Melissa is writing this post from beneath her stockpiled diapers, collected for both her seven month old daughter and her future (unconceived) children. You can follow her life and shopping adventures at And Baby Makes Three.

Comments

  1. says

    I have never watched Extreme Coupon, and I never actually bought the story that people could do what you’re describing. This is the first time I’ve ever actually “met” someone who could, and I’m impressed. Very impressed. But I still don’t understand *how*. We go through coupons in our paper and pull out the few that apply to something we actually use, but $1 off three General Mills cereals still is not nearly as good a deal as buying the generic. I know there must be a way to figure out how this works, but my plate’s already stacked so high, it makes me tired contemplating the time required! Do you mind sharing how exactly you get down to $.54 a box for cereal?

    • says

      Well…I posted a response, and the internet ate it!

      First, you always need to measure time. If you are spending more time with coupons than you are with your family, your priorities need to be adjusted. (One of the major problems I have with that bloody show, right there.) In my situation, my mother and husband both coupon with me, and we are already teaching Baby J how to coupon. (Right now, it’s just “don’t eat Mommy’s coupons,” but still.)

      Second, I always match my coupons with store sales. For the cereal, Farm Fresh runs a good GM cereal deal every four months or so. Typically, it’s $1.25 – $1.75 a box WYB 5 boxes. Also, my Farm Fresh doubles $1 coupons on Wednesdays. Last Wednesday, I bought 10 boxes for $9.50 total or $0.95 a box (after those $1 coupons you were talking about). Additionally, they gave me two vouchers for free milk ($3.79 a gallon at my store). I was willing to pay a bit more for the cereal knowing that they were giving me free milk that I needed anyways. I also watch online for coupons. GM publishes coupons for $0.55 – $0.75 off one box of cereal all the time.

      Third, I never throw out coupons. You never know which coupons may result in free items, and I have no brand loyalties. (There are items that you *think* you will never use, but that’s because your brain is telling you that those items always cost too much.)

      Lastly, when something goes on sale, I buy a lot. It’s called stockpiling (not hoarding), and it really does drive the cost of items down. Pasta was free last month…so I bought 40 boxes. Why? Because I know it will be another three or four months before it will be free again, and we eat a lot of pasta.

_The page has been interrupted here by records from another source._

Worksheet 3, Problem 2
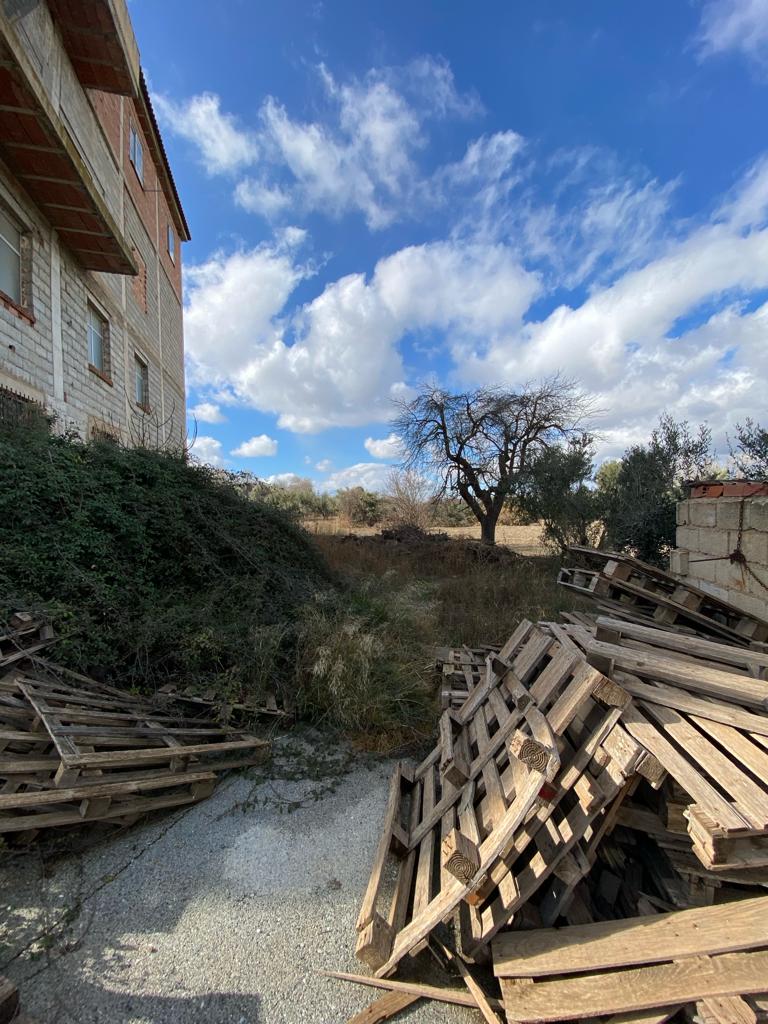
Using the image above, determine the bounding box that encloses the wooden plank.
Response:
[346,992,421,1024]
[597,615,768,669]
[642,705,768,829]
[616,673,768,737]
[356,762,402,932]
[502,950,768,1022]
[622,705,750,830]
[61,736,269,768]
[691,715,768,782]
[696,995,758,1024]
[0,793,211,833]
[493,896,768,978]
[437,942,502,1024]
[376,771,543,978]
[0,772,216,811]
[318,971,504,1010]
[413,768,435,933]
[586,640,768,709]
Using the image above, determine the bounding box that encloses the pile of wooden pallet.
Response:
[557,545,768,646]
[339,577,768,1024]
[0,616,268,840]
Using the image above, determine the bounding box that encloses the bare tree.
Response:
[394,375,593,544]
[384,469,434,529]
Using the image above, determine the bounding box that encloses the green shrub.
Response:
[0,430,332,697]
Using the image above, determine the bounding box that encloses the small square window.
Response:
[87,302,110,377]
[133,355,150,412]
[0,209,22,305]
[129,125,144,184]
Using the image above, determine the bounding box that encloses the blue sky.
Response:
[131,0,768,489]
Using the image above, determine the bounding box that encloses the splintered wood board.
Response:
[501,952,768,1022]
[493,896,768,984]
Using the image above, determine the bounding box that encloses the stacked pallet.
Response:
[0,622,268,840]
[354,585,768,1024]
[494,896,768,1024]
[557,546,768,646]
[356,622,663,977]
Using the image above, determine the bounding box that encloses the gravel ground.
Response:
[0,738,481,1024]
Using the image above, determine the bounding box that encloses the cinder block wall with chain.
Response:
[670,481,768,620]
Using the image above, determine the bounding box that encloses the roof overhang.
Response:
[48,0,140,96]
[0,13,137,274]
[48,0,189,242]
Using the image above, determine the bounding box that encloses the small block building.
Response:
[0,0,189,446]
[670,480,768,620]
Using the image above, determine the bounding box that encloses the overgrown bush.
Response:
[0,430,444,749]
[605,415,712,566]
[0,430,331,695]
[297,573,436,751]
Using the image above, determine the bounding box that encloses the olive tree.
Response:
[728,417,768,480]
[394,375,591,545]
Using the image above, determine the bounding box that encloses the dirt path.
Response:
[0,739,480,1024]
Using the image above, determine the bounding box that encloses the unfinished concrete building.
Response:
[0,0,189,444]
[670,480,768,620]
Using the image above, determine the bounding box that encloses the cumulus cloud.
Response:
[463,163,768,444]
[185,235,539,432]
[230,434,278,459]
[364,434,402,459]
[697,0,768,69]
[152,92,259,174]
[189,401,226,423]
[155,56,482,229]
[263,473,305,487]
[321,462,391,494]
[234,178,292,220]
[189,434,224,467]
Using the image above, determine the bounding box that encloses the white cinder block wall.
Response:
[670,491,768,620]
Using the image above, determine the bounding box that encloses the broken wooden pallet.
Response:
[494,896,768,1021]
[551,618,768,869]
[356,622,652,976]
[557,546,768,646]
[0,666,267,836]
[435,644,500,709]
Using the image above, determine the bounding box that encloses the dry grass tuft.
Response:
[314,535,578,646]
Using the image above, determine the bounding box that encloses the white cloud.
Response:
[462,154,768,447]
[185,235,539,432]
[234,178,292,220]
[319,462,391,493]
[364,434,402,459]
[262,473,304,487]
[189,434,224,467]
[152,92,259,174]
[697,0,768,68]
[230,434,278,459]
[155,56,482,228]
[189,401,226,423]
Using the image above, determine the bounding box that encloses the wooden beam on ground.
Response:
[346,992,421,1024]
[494,896,768,983]
[319,971,504,1010]
[502,952,768,1024]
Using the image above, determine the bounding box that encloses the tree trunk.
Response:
[480,514,499,547]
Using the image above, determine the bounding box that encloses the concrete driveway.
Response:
[0,736,481,1024]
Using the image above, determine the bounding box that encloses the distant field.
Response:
[304,518,547,555]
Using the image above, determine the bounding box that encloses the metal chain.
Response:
[688,498,768,594]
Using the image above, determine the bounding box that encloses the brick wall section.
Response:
[0,4,185,442]
[670,496,768,620]
[0,165,53,398]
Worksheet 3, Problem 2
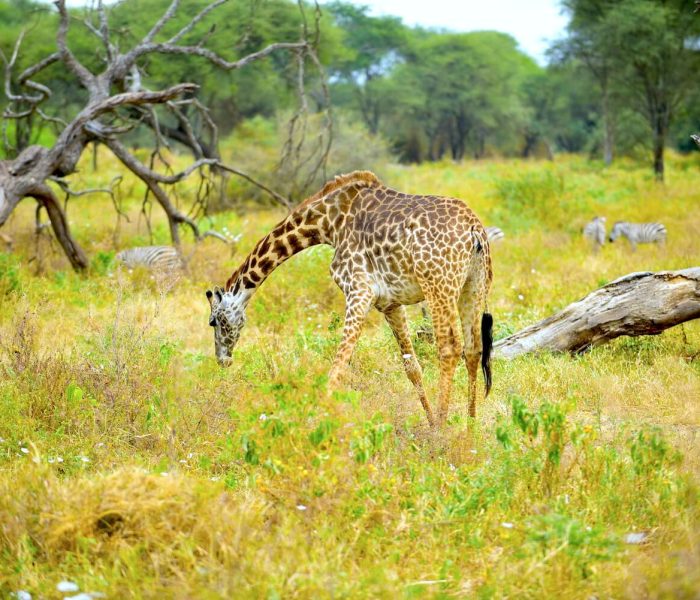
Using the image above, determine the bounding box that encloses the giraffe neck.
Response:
[225,198,340,303]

      I spend very little time couponing…but I have decades of experience and a large amount of family support. It takes practice. It is worth it.

  2. says

    What a great post! I coupon as well and try donate to our local community ministry food pantry or Ronald McDonald House. Taking my children with me when we donate is passing along to them the lesson of giving to others. :)

    • says

      Yay!

      I remember my mother doing this with us as children, and it had a large impression on my life. Wonderful to hear that others (still) do that as well!

  3. Sharon says

    This post is coming at a great time for me! I am just getting started couponing because our economy is not keeping up with our large family’s needs. None of the stores in our small town area double coupon, so I won’t be getting the super deals that some can, but I have already cut my grocery spending by being more aware of the amounts I spend and the products I buy. I can’t wait to see the comments with other site suggestions! Thanks for addressing this…

    • says

      I look back at our life growing up, and I think that the reason we were able to manage a food budget with the number of children we had was through couponing. We had the same issue…one grocery store in a small town.

      Be sure to look at the chain drug stores (if you have any in the area). You can purchase many staples there on sale for little to nothing.